One of the features folks always comment on when they walk into my home is my plants. The other day I had some electrical work done – track lighting installed in the living room. The electrician listened carefully to my plans, looked around thoughtfully at the space then turned back to me and asked, “Is it always going to be a jungle in here or can we move some of these?”
It got me thinking about my plants and I was amazed at how long some of them have been with me and how they came to be here. Here are just a few…

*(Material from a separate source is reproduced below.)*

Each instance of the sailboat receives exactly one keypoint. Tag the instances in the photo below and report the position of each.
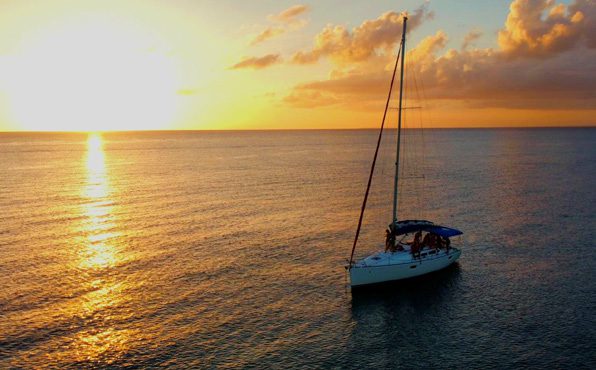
(429, 249)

This is my Palm Tree. Back in the old days, we lived in a huge house in Lunenburg, MA that had an enormous “game room” complete with ping pong and pool tables. One January, we decided to have a Beach Party in the game room. We pushed the tables laid down tarps, brought in sand, turned the heat way up an put on our Beach Boy albums. The neighbors all came in their bathing suits and we had a ridiculously good time. I had gone to Home Depot and bought four stunted, struggling but tropical-looking potted Palms. This is one of those plants all these many years later. Every six months it sends up a tall, slender pole that slowly unfurls into a beautiful frond. I can’t look at it without remembering the January escapade.
This fig tree dates back farther but I don’t have any fun stories. Just the fact that it was bought for our first little house, in Littleton, MA in the late 80’s – early 90’s. It has done quite well for itself!
I don’t even know what this is called. My dog-walker, Paula, brought it by the house one day last fall saying it was lying down on the floor and she didn’t have a clue what was wrong with it, but since I seemed to have a “green thumb” would I take it? Now it is taking over the spiral staircase…
My Dad’s Mother, Nana Al, was the true house-plant-queen when I was growing up. I remember her sunny apartment with a copper tray on the floor in front of the windows. The tray was full of white stones and massive plants strained for the ceiling. Her specialty was to take an avocado pit, stick 4 toothpicks in it and suspend it in a glass of water. Within days it would split and a root and stem would curl from either end. These amazingly grew into tall trees that sat on the stone tray.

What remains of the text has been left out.